Apple has its reasons

Key Takeaways

  • Touchscreen laptops are common—but not in Apple’s world.
  • macOS and iOS have fundamentally different interfaces, built around their input methods.
  • Touch just isn’t that easy to use on a laptop.
woman pointing at MacBook Pro while using a wireless mouse

Marek Levák / Unsplash

The MacBook Pro might have been Apple’s best opportunity yet to put a touchscreen on a Mac, and yet it didn’t.

Chromebooks, Surface laptops, Windows laptops—it’s hard to find a laptop these days that doesn’t have a touchscreen, unless it’s a Mac. Apple’s line on this has been that if you want a touchscreen computer, you should buy an iPad, and that the Mac just isn’t suited for touch. But Apple also said nobody wanted to watch movies on an iPod, and that stylus input was suboptimal. Then we got the iPod Video and the Apple Pencil. But when it comes to touchscreen Macs, there are good reasons why we really will never see one.

"As a software engineer, I think the main reason the Mac doesn't have a touch screen feature is that it will make using it inconvenient," software engineer Michael Peres told Lifewire via email. "If it has a touchscreen, your hands will be working against gravity most of the time. This can lead to a muscle strain in the hands and arms that might even lead to a more serious concern."

Gorilla Arm

The main argument against touch in a laptop is that it’s plain uncomfortable to use. Touching the screen of a phone or a handheld tablet is easy, because it’s right there. But a laptop screen forces you to reach up and hold your whole arm in the air. It’s fine for a quick tap, but not for extended use. There’s even a name for the pain you get when you try: gorilla arm.

Another reason is that touch and mouse input require very different user interface designs. The mouse is accurate down to the pixel, whereas a finger is a blunt sausage. That’s why the tap targets on the iPad are so big. If you ever tried to use a remote-desktop app on your iPad, to control your Mac, you’ll know how hard it is to tap those tiny mouse targets with a fingertip.

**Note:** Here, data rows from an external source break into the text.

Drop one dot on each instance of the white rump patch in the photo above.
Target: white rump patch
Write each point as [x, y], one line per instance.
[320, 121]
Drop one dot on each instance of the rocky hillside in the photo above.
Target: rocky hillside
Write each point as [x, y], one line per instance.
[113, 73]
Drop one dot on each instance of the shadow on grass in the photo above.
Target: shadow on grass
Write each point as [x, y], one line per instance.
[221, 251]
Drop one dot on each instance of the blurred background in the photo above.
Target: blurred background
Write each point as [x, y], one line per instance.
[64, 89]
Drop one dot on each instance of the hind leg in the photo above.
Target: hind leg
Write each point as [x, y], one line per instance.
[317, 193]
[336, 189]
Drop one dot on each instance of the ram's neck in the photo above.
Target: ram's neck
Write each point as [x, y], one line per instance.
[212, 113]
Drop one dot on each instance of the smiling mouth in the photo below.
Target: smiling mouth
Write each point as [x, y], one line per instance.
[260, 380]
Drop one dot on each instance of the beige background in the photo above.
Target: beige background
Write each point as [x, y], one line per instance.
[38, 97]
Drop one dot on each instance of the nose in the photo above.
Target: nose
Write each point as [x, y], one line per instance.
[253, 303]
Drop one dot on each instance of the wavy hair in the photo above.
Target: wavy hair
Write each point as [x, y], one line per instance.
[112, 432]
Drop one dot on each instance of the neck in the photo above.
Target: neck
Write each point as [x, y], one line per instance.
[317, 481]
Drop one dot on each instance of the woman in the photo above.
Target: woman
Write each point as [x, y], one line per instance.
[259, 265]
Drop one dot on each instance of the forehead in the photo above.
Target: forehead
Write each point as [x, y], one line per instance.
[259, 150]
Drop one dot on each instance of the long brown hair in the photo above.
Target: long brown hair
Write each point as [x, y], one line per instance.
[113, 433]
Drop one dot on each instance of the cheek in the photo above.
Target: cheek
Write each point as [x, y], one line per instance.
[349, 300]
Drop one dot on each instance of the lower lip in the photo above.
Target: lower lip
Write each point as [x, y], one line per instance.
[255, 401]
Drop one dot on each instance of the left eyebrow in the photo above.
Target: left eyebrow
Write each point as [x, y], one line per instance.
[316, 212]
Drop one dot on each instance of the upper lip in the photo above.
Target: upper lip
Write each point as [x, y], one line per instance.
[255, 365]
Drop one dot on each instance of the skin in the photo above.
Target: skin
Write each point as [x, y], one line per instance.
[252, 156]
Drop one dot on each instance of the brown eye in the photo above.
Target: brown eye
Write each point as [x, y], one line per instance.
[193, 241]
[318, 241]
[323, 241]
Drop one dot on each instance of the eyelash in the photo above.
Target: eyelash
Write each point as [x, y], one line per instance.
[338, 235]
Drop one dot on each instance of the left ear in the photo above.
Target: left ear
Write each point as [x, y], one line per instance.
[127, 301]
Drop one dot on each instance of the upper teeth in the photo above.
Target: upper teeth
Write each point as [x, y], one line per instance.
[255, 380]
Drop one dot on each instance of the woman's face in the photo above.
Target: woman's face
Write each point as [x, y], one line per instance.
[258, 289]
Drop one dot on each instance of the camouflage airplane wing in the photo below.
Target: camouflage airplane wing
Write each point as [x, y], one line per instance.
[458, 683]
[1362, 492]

"I think the main reason the Mac doesn't have a touch screen feature is that it will make using it inconvenient."

The iPad can handle mouse input, but the Mac cannot handle finger input. At least, not without a major interface redesign that would compromise the experience for mouse and trackpad users. 

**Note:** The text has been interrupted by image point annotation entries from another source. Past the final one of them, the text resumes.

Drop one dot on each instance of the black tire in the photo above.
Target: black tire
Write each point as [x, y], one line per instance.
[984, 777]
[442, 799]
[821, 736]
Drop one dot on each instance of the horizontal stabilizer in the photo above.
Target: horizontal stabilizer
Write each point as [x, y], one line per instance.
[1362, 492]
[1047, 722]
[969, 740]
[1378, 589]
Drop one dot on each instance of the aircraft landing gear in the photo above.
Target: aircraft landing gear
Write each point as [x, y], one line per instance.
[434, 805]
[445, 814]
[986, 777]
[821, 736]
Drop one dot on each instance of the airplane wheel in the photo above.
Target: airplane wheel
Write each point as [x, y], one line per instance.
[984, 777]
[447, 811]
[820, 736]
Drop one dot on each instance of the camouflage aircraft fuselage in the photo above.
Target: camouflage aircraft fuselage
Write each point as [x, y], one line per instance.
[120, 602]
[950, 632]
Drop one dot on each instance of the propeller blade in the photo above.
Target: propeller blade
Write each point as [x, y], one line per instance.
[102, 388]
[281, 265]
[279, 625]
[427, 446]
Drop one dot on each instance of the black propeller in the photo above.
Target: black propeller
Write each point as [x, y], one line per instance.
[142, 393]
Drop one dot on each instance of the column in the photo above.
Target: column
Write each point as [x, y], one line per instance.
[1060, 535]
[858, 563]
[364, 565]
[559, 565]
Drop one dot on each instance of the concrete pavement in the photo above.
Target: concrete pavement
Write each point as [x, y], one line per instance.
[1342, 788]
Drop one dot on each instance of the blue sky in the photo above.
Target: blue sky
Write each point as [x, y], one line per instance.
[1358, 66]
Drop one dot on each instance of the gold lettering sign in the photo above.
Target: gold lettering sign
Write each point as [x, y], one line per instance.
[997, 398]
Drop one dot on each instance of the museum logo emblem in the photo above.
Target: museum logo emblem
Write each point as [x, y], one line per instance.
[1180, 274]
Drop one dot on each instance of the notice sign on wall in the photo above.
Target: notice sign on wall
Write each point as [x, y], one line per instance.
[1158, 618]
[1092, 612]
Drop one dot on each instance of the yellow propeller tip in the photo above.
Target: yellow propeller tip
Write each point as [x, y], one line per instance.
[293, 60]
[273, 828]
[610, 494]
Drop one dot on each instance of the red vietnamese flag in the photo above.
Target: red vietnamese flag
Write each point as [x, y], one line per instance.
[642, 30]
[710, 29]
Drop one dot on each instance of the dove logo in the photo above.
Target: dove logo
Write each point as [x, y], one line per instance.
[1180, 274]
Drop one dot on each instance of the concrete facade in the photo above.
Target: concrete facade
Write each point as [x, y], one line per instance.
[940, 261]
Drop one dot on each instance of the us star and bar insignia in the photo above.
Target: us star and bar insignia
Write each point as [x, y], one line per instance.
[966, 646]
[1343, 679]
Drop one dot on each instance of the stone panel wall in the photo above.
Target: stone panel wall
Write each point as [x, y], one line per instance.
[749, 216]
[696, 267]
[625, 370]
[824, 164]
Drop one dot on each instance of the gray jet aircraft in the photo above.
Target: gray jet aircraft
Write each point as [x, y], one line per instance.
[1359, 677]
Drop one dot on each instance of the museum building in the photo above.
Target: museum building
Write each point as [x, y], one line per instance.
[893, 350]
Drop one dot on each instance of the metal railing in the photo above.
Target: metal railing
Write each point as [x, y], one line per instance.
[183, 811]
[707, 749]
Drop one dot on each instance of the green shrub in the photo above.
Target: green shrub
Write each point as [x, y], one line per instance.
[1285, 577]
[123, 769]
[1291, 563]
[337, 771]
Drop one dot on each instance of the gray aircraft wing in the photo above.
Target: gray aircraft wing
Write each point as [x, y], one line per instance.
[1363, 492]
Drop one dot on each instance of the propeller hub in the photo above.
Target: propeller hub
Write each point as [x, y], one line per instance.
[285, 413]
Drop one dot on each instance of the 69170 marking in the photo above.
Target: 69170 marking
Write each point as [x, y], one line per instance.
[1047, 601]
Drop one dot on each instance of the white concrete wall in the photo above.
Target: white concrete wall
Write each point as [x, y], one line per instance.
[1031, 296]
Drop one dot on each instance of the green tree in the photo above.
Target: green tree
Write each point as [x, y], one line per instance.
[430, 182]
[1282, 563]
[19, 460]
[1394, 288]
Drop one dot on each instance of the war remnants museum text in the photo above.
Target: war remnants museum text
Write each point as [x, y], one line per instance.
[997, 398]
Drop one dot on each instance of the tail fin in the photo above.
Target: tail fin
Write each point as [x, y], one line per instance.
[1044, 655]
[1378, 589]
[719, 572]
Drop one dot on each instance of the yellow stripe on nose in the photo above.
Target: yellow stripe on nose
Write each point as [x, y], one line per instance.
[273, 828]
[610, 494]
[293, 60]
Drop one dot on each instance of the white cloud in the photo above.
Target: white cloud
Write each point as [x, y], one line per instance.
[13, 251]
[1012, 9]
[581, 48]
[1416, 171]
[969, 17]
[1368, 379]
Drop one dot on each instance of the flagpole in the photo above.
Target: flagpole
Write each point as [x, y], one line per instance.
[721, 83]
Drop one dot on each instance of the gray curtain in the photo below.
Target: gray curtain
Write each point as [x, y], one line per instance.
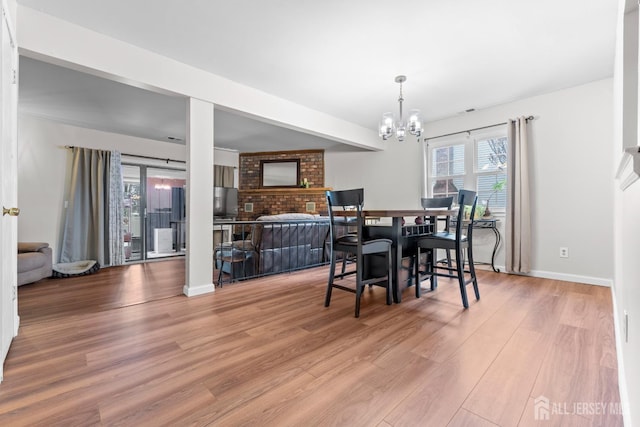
[87, 232]
[518, 218]
[223, 176]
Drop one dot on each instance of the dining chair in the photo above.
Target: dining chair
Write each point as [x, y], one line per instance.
[354, 243]
[457, 242]
[440, 203]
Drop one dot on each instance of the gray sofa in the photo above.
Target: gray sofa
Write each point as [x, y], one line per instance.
[34, 262]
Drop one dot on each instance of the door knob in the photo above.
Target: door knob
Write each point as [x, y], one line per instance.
[10, 211]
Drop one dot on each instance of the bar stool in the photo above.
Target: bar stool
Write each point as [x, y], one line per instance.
[231, 256]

John Ternus, Apple’s senior vice president of hardware engineering, told The Wall Street Journal’s Joanna Stern that the iPad was built from scratch to be a touch-first device, whereas the Mac is optimized for "indirect input."

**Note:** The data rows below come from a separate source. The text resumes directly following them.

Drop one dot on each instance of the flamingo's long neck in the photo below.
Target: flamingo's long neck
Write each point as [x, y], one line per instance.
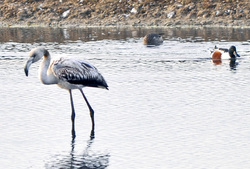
[46, 74]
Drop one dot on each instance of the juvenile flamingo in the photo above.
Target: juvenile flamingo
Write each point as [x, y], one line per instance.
[68, 74]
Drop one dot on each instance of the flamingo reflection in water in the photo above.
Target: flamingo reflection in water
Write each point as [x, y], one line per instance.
[68, 74]
[88, 159]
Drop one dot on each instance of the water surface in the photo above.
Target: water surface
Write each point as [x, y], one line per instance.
[168, 106]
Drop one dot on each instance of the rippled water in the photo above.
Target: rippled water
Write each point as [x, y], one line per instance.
[168, 106]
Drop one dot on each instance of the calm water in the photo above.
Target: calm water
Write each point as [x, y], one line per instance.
[167, 107]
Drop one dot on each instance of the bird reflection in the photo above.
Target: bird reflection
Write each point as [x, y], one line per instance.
[86, 160]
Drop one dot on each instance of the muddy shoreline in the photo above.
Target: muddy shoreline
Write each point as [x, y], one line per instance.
[132, 13]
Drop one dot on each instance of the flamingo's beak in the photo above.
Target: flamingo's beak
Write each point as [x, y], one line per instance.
[27, 66]
[236, 54]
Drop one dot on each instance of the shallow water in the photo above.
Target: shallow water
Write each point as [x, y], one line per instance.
[168, 106]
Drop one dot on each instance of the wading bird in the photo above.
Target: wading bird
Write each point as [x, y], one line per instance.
[222, 53]
[68, 74]
[153, 39]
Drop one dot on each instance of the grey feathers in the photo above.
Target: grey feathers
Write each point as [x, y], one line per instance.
[78, 72]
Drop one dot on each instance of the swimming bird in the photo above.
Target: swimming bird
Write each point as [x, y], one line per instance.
[153, 39]
[222, 53]
[68, 74]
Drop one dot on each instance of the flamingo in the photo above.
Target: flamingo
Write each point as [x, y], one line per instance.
[69, 74]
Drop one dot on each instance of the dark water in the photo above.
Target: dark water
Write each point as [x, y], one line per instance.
[168, 106]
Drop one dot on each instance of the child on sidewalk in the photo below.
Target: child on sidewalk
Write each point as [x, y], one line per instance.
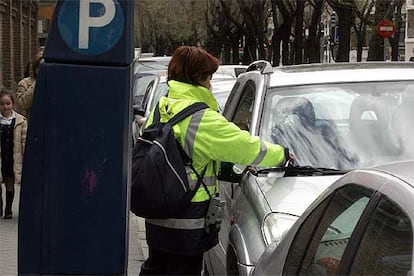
[13, 129]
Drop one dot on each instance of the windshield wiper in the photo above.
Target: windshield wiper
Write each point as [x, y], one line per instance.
[294, 170]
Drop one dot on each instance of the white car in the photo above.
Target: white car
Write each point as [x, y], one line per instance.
[333, 117]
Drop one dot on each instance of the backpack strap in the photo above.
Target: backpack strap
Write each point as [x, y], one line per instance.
[157, 115]
[189, 110]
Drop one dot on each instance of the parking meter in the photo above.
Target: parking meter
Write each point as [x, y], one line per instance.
[73, 217]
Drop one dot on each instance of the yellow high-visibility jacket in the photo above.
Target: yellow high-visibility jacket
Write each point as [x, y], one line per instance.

Even if Apple updated its Mac apps to work better with touch, you’d still have to deal with third-party apps. It could get very messy.

Technical Issues

Aside from the human and UI barriers, there are technical reasons not to put touch in a laptop. One is size. Those MacBook lids are thin. Really thin. Much thinner than an iPad or an iPhone. That’s one reason why we don’t have Face ID in a MacBook yet—it just wouldn’t fit.

person about to tap a tablet screen with their finger

Timothy Muza / Unsplash

Obviously, it’s possible to fit the touch layer inside the lid—other manufacturers manage it just fine—but it seems Apple has decided to spend the "thickness budget" of its MacBook lids in other ways. In the new MacBook Pros, for example, that budget goes to the micro-LED display.

And to make the screen truly useful, it might have to fold around the back of the MacBook’s lower shell.

The Pros and Cons

There are some great counter arguments for adding touch. One is that you don’t need to interact fully with the UI via touch. Sometimes you might just want to tap something, or to scroll through a web page. But anyone who has followed Apple for more than five minutes knows that it doesn’t do this kind of half-baked design.

"If it has a touchscreen, your hands will be working against gravity most of the time."

Another is that we already can run iPad and iPhone apps on the Mac, and these really do work better with touch. Especially apps that require multitouch gestures, which are impossible with a mouse, and absurdly tricky with a trackpad.

For someone who uses and loves both the Mac and the iPad, a hybrid device is tempting. Imagine flipping the screen around the back of your MacBook Air and using it like an iPad, with actual iPad apps. That’s the dream, but in this case, it really does seem like Apple doesn’t want to make a touchscreen Mac.